Staring at the ceiling as the warm water washes over me, the bubbles pop under my fingers, and I blow out a breath.
When I drop my head back and look at the ceiling, for the first time since we ruined that poor moose’s life, I think of Ethan. He hasn’t called, texted, or emailed me to explain why he left without saying goodbye.
Every sip of wine reminds me of the taste of him.
As much as I don’t want to think about it, I wonder what he’s doing. Is he on a date? Probably not at 9:30 in the morning. Unless he stayed the night with a woman.
Nope. Not letting my mind go there.
I close my eyes and slide under the water, letting the warmth wrap around me and wash all the sadness away.
When I finally pull myself out of the tub, I wipe the condensation off the mirror and stare at my reflection.
I trace the lines of my face with my finger and try to see who I was before they were there. When I was young and naïve. When the idea that life might not work out the way I planned was an impossible notion.
I see her, but not really.

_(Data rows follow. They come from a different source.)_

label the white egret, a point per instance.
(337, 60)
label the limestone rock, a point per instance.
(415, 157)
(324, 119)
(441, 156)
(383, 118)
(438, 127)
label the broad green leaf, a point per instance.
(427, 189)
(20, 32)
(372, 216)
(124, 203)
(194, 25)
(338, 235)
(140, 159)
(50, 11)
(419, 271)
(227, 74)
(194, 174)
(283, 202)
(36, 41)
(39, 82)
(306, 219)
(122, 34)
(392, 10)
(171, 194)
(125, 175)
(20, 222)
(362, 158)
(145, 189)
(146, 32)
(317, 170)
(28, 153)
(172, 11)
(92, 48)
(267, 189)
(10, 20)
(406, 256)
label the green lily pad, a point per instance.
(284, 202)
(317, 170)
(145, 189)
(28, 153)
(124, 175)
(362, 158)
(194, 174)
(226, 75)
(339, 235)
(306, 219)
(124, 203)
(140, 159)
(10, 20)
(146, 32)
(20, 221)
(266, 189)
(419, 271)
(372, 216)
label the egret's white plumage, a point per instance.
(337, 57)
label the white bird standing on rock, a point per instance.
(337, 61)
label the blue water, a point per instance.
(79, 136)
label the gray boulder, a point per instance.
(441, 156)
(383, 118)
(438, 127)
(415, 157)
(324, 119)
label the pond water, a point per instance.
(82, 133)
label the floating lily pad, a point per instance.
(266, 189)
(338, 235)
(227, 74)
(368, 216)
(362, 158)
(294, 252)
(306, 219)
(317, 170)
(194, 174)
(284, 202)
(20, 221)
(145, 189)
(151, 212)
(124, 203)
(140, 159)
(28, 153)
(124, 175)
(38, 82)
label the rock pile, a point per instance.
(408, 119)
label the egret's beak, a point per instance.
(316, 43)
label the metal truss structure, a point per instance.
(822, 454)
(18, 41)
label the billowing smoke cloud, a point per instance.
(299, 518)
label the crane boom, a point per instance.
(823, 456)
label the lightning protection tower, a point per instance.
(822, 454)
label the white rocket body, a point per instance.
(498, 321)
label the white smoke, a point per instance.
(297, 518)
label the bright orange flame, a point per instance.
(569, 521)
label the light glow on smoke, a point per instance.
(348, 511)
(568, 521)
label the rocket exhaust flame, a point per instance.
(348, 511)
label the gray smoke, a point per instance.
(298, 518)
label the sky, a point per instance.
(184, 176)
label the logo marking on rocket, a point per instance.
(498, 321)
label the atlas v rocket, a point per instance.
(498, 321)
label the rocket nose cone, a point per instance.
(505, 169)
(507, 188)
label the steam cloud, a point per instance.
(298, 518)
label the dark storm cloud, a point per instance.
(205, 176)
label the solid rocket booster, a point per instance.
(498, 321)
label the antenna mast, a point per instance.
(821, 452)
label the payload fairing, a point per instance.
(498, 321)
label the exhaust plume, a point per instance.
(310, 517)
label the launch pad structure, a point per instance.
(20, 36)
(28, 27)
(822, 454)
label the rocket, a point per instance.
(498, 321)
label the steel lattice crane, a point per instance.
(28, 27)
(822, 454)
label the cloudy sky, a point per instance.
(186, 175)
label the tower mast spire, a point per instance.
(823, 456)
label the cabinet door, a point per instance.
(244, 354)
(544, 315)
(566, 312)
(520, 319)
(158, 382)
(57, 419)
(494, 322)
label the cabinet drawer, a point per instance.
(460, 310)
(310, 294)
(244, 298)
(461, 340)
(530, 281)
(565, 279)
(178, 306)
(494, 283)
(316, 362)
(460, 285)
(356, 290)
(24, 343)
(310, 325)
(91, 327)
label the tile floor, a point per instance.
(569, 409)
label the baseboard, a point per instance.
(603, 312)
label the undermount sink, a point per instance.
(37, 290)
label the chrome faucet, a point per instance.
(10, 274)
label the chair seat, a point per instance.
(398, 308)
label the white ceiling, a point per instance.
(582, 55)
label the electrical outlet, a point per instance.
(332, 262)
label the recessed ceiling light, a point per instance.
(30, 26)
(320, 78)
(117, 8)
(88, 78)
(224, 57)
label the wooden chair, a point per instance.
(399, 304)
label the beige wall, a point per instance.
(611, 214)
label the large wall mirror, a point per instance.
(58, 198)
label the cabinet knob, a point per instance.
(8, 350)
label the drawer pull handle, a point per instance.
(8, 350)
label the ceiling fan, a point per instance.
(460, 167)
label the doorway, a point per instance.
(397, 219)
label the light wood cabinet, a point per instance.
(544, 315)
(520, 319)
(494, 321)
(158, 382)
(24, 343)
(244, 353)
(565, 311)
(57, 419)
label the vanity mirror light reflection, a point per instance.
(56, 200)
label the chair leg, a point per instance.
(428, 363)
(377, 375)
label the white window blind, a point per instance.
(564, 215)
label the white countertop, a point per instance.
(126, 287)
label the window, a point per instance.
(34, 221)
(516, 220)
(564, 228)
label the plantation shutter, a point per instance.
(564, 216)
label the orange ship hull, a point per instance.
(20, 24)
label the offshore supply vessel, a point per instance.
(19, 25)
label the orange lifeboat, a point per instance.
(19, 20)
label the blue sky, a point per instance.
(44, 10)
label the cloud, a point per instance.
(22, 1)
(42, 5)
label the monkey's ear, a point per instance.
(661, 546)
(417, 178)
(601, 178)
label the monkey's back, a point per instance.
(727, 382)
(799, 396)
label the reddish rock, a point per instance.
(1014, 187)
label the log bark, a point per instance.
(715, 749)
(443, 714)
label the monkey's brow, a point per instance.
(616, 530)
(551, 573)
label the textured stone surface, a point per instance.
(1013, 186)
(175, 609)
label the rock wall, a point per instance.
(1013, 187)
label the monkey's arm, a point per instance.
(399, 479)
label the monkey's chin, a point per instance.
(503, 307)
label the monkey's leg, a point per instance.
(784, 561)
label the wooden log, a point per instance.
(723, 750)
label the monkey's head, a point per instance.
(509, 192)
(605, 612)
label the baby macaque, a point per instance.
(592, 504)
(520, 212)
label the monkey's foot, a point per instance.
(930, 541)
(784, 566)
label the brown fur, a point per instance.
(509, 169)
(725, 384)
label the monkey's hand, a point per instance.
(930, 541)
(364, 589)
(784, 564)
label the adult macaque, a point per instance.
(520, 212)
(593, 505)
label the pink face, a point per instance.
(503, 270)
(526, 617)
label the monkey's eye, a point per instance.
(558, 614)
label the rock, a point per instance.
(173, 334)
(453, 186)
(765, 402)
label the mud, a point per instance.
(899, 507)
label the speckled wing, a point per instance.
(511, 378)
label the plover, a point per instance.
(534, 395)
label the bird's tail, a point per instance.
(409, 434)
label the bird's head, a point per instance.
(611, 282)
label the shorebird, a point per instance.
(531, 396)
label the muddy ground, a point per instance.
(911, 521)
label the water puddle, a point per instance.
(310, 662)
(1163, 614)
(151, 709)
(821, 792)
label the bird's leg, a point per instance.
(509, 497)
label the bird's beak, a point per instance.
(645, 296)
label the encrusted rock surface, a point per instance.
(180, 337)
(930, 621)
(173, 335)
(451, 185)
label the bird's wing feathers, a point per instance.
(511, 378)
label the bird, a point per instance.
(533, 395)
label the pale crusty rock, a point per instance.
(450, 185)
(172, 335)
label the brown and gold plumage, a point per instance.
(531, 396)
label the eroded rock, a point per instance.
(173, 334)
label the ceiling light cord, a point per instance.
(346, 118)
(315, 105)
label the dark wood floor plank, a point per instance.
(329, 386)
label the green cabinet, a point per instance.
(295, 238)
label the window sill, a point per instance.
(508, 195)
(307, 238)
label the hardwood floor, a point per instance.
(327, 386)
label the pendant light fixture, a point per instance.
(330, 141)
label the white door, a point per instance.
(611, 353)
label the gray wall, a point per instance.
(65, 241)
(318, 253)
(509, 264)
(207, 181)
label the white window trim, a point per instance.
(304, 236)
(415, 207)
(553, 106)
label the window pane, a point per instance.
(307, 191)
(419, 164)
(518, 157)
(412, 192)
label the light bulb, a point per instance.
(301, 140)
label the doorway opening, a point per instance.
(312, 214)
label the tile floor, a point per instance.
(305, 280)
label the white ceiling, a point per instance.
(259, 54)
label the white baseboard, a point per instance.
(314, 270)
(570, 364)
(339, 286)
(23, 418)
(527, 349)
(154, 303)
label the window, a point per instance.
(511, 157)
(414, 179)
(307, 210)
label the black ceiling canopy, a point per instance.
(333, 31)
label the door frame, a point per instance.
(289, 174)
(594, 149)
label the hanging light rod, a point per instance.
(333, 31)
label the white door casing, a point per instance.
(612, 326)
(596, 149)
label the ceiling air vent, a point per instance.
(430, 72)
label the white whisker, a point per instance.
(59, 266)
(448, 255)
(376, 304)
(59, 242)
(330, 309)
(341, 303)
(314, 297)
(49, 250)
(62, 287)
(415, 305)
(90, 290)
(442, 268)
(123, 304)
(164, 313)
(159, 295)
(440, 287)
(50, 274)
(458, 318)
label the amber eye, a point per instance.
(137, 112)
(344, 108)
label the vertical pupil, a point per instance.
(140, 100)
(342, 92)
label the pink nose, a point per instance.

Life isn’t designed to keep us the same versions of ourselves.
My eyes land on the gold ring that dangles around my neck—the last reminder that keeps me clinging to a life I’m never going to have again while stopping me from moving any further into a new one.
When Travis died, it was as if I was forced awake from a sweet dream I didn’t know I was having—the gold band a constant reminder I can never go back to it.
I can’t keep wearing it. If I do, I’ll keep considering him every time I feel it on my flesh. It’s not that I don’t want to remember him, I do desperately, but I know I’ve taken it too far.
I don’t just remember him—I live for him.
Marin was right when she told me I’ve changed. With every breath I take, I feel I’m different from the person who set out on the road at the beginning of summer. I think of Travis when I see airplanes and watch Finn do something exactly like him, but somewhere out on the road, I stopped looking for him. I delight in the times I catch glimpses of him, but I’m no longer mourning the moments I don’t.
I unclasp the necklace and drop it on the counter.
I have an idea.
Thirty-six
I somehow make myself look like a living being by the time I step out onto the sidewalk and head toward the bustling downtown.
I wander the side streets, taking in the unique architecture designs. Huge mansions and small cottages make the entire town feel like there’s something for everyone.
Well, in the words of Smokey Tony, anyone with money.
Flowers are in full bloom in every picket fence garden box as trees wave green leaves so bright they rival the sun. Remnants of the Fourth of July banners and buntings hang on houses in a kind of picturesque patriotism.
Bar Harbor is a rainbow, realized.
Even the yards where bushes explode chaotically look like they’re by design.
My first stop is a jeweler where a man smiles kindly when I hand him my ring, the gold chain, and the smallest remnants of Arizona gold flakes and explain my idea.
“I need a week,” he tells me, looking at me over the top of his glasses.
I wait for an unbearable wave of sadness to wash me away when I walk away from everything I’ve handed him, but it never comes. Instead—peace.
Three stores later, I’m staring at myself in a fitting room wearing an emerald green dress that cuts low in the front, ties in the back, and hits mid-calf with a pair of ankle boots that are not made of rubber and a set of gold bracelets dangling off my wrist.
I look damn good.
I’m not buying something to hide myself like I have been for the last year, and there is nobody I need to impress. This is all me. My ode to surviving the worst heartbreak of my life and being able to come out alive on the other side.
I doubt anyone notices the forty-one-year-old woman in the green dress attempting to strut, but I do it anyway. I do it with my chin up, my shoulders back, and the slightest smile on my face.